Dear Chief Justice Bender,
Your recent dissent to In re Reapportionment (2011) showed me why our mutual friends think well of you. You managed to find a way around the lawyer’s adage:
“When you have the facts behind your case, pound on the facts. When you have the law, pound on it. When you have neither, pound on the table.”
You combined misdirection, humor and selective citations masterfully. Let’s share some of your finer efforts.
First: “neutral decision-makers.” You believe “a nonpartisan Commission” will counterbalance gerrymandering. That could be true, but we’ve never had one in Colorado.
Nothing surprising here, since almost all Americans are partisans. Gallup shows true Independents can be under 10% of all voters. Mario Carrera’s political giving shows his strong Democratic leanings, despite his registration. He’s just like pseudo-Independent Gene Nichol in the 1990s. This fact vitiates your Karcher citation about neutral decision-makers using neutral criteria with adequate opportunity for hearing other views. Karcher also doesn’t apply since Carrera short-circuited all hearings with a last minute new plan.
Second, a LOL: “competitive legislative districts are the antithesis of gerrymandered ones.” Whoa, horsie. Give me 3 days’ help from the incredibly competent Commission staff, and we’d have a plan that maximized “competitive” districts and let Republicans control our legislature. They are not mutually exclusive – as Carrera’s plan already shows.
Third: Voting Rights Act. Where are other US Supreme Court cases? To non-lawyers, Bush v Vera suggests splitting counties is gerrymandering if done to craft minority-dominated districts. More recently, Bartlett v Strickland appears to decide that “minority” districts need not be created when minority residents aren’t more than 50%. Big whoopsy in defending Carrera on VRA grounds.
Fourth: the “why.” Whatever someone may claim as their reason for something, we can wonder whether their stated reason may conceal another rationale. What’s Carrera’s “competitiveness” rating?
Carrera’s State House plan has eighteen districts within a five percent registration advantage for one party or the other. Nonpartisan seeming … except that Ken Buck won only three of those districts. With Carrera’s plan almost all purported “swing” districts were, in an actual outcome, Democratic wins. So much for “competitiveness” in a costly race that resembles most close Colorado legislative battles.

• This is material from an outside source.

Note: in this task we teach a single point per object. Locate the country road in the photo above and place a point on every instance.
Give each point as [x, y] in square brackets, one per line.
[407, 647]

Mr. Chief Justice, it is the hard-and-fast criteria that curb our tendencies to favor “our” side. Follow them, as our honorable court has previously said, and you won’t eliminate partisanship, but you will minimize its impact.
Vitiate those criteria, and we confront Thomas More’s question in A Man for All Seasons. “When the last law was down, and the devil turned on you, where would you hide?”